This is a feature request more than a bug, however, it is an important feature for Gentoo servers to which the maintainers have no physical access. Say you install a new kernel and forget to compile in a crucial bit which renders the kernel unbootable, the server will hang upon reboot. The desired behaviour in such a situation would be an automatic reboot on kernel panics into another known-to-work kernel. There's a short howto in the forum (https://forums.gentoo.org/viewtopic-t-928972.html), however, it's of little use unless you plan to maintain grub.cfg manually. A solution which works with grub.cfg generated by grub2-mkconfig would be a very useful. There's a similar feature documented for Ubuntu: http://wiki.ubuntuusers.de/GRUB_2/Skripte#Fehler-in-Grub-abfangen Like many users I don't have much knowledge of what grub-2 is like under the hood and would love to rely on what grub2-mkconfig generates.
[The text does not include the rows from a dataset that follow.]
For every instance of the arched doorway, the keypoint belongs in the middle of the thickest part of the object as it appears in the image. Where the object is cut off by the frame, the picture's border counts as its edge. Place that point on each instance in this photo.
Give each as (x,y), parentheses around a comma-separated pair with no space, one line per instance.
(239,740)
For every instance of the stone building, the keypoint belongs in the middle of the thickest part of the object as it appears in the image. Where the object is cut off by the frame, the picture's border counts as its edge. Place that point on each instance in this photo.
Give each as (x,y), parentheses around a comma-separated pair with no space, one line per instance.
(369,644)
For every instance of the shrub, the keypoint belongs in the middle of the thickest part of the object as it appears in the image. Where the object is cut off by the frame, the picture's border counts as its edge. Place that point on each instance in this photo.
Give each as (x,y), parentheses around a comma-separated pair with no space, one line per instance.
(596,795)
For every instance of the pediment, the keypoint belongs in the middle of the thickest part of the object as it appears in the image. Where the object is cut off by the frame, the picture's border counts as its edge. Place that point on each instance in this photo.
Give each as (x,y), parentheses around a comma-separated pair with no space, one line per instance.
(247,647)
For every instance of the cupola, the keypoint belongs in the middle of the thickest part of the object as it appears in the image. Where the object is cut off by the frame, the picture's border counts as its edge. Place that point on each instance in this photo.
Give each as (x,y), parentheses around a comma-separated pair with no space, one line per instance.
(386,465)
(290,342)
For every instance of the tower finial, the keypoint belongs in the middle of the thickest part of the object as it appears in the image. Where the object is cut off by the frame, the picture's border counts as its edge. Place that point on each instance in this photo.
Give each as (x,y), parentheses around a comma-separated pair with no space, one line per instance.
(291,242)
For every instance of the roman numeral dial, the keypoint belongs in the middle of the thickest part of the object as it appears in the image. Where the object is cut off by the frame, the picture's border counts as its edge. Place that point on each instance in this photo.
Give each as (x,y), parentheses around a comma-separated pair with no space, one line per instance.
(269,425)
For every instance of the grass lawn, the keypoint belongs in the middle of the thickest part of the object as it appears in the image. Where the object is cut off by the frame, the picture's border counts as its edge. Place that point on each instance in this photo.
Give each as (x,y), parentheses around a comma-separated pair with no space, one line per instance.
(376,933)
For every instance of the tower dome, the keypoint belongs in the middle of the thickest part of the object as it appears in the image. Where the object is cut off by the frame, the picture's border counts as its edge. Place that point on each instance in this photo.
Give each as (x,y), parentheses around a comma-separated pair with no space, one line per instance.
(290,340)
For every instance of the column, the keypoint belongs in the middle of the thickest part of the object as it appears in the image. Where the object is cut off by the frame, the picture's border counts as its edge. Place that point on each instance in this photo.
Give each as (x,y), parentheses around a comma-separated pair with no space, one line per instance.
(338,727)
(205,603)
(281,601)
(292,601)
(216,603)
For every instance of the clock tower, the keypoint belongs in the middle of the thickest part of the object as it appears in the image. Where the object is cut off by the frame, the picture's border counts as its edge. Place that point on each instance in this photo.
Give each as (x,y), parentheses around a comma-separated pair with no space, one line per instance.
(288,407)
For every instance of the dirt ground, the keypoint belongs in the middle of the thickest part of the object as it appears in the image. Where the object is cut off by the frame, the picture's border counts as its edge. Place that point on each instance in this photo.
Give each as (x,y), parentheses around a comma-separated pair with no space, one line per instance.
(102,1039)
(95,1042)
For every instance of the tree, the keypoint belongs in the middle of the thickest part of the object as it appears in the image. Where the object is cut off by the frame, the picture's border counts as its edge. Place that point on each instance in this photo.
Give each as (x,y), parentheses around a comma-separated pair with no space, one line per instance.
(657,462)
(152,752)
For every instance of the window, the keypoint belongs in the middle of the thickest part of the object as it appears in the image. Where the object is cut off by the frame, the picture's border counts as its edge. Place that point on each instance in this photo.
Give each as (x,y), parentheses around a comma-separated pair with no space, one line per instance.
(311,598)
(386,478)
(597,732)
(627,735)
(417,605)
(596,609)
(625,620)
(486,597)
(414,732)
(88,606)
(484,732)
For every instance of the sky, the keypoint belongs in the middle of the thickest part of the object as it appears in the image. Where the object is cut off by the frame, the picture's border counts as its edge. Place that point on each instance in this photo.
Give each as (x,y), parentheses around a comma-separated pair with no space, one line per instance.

I'd suggest such a feature to be enabled in /etc/default/grub and to disable it by default in order not to break existing installations. Thanks for giving this a thought. Reproducible: Always
I am unlikely to implement this myself. I would suggest discussing it on the upstream development list.
There's nothing to do upstream. Fallbacks can be configured, however, given the "one size fits all" approach of GRUB2, it's not an easy task - hence the idea to do it right once and then ship it with the ebuild.